Why do we stay somewhere we don’t belong? Why do we continue to put ourselves in a situation or be with somebody that we know isn’t right for us?
It’s almost engraved in our human nature to stay with the comfortable. To stay with the known, and feel the feelings of the familiar rather then leave when we know somebody has stayed far too long in our lives.
Growing up, almost every girl has the ultimate fantasy of being with the man of her dreams. A man that is willing to fight for her, not against her. Not only a man of integrity and honor, but also a man who only has a heart and set of eyes for her. The problem with the ultimate fantasy is that we tend to settle for way less than we deserve and stay somewhere we don’t belong. But what we fail to realize, is that by holding on halfway to someone we know we should let go and move on from, is actually a lot harder and more painful then to not have them at all.
1. If we stay holding on to the wrong one, the right one will never come along.
The true problem lies within the facts that we like to stick to what’s comfortable. We have this sick and twisted idea in our heads that we will never find anybody else. What we don’t realize though is that by never letting go of the wrong one the right one can never come into our lives. If we know somebody isn’t right for us, why do we continue to hold on with the tightest grip possible? When you keep looking through the rearview mirror you’re missing what’s actually happening through the windshield.
2. You convince yourself he makes you happy, but deep down you know that’s not the truth.
You try to believe the lies yourself that you tell everybody else. When something is right, it feels right. Being with the one should make you the best, healthiest version of yourself. Although every relationship can go through hardships and difficult times, overall it should consistently make you a better person. When you’re with the wrong person, everybody including yourself knows it.
3. You should be head over heels in love with the one, not in love with the idea of the wrong one.
We get caught up in loving the idea of a person, rather than the person themself. Love is completely selfless. It’s the act of two people coming together and fighting for each other through any and everything, rather than against each other. When you love someone, you would do absolutely anything for them because their happiness is your happiness. When you’re with the wrong one, the relationship to them is more revolved around their selfishness and needs.
4. The longer you stay, the harder it is to leave.
We like to stay with what we know. Very rarely do we go out looking for change because we get so used to our daily routine. However, the longer we stay with someone that isn’t right for us then the harder it is for us to end and leave the relationship. We want to feel wanted and loved. The longer we stay with somebody toxic to us, the more it’s actually destroying us in the end. If we cut the ties when we know it’s not right for us, it gives us a chance to find the right one that much sooner.
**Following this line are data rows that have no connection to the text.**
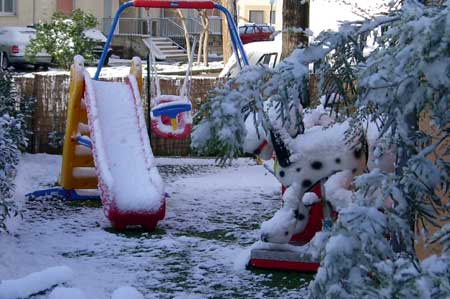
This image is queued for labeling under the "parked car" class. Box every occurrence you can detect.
[83,29,113,66]
[0,26,52,69]
[239,24,275,44]
[219,34,282,78]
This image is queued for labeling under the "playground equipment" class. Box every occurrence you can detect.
[28,0,248,230]
[147,37,195,139]
[60,56,165,230]
[249,180,331,273]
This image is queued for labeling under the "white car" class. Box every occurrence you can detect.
[0,26,52,69]
[219,34,282,78]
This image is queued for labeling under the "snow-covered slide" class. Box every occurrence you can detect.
[84,58,165,230]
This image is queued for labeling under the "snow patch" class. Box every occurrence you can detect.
[0,266,74,299]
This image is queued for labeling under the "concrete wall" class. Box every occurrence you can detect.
[0,0,56,26]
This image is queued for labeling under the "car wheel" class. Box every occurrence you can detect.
[0,52,9,70]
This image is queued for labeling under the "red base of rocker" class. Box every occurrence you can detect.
[250,259,320,273]
[249,182,323,273]
[107,199,166,231]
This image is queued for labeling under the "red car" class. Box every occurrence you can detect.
[239,24,275,44]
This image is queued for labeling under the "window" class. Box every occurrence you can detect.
[256,53,278,67]
[270,10,277,24]
[245,26,255,34]
[248,10,264,24]
[0,0,16,16]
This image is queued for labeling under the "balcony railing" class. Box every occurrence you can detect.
[102,17,222,37]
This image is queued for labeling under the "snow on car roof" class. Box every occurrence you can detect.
[83,29,106,43]
[219,34,282,77]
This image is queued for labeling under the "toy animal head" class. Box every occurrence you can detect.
[271,122,367,189]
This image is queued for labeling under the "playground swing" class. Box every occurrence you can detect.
[27,0,248,230]
[147,17,195,139]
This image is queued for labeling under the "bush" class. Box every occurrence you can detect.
[26,9,97,69]
[0,72,34,231]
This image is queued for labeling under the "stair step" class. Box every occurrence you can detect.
[75,145,92,156]
[161,49,186,54]
[158,45,180,50]
[152,37,170,41]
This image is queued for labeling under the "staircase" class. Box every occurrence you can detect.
[143,37,187,60]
5. There is somebody out there for you.
The biggest lie we can believe is that there isn’t anybody else or that there isn’t anybody better. Everything happens for a reason, and relationships end when there is potentially something better for us. The problem is that we are impatient people. When something isn’t happening right away, we think that it’s never going to happen for us. What we don’t realize though, is that by being patient and waiting for the right one is worth it in the end. When we continue to drag ourselves down and stay with somebody we know could never be a “forever thing”, we are ruining not only our present, but also our future. Don’t sell yourself short. Toxic people can only destroy us if we let them. You’ll thank yourself in the end, when you’re with the right one.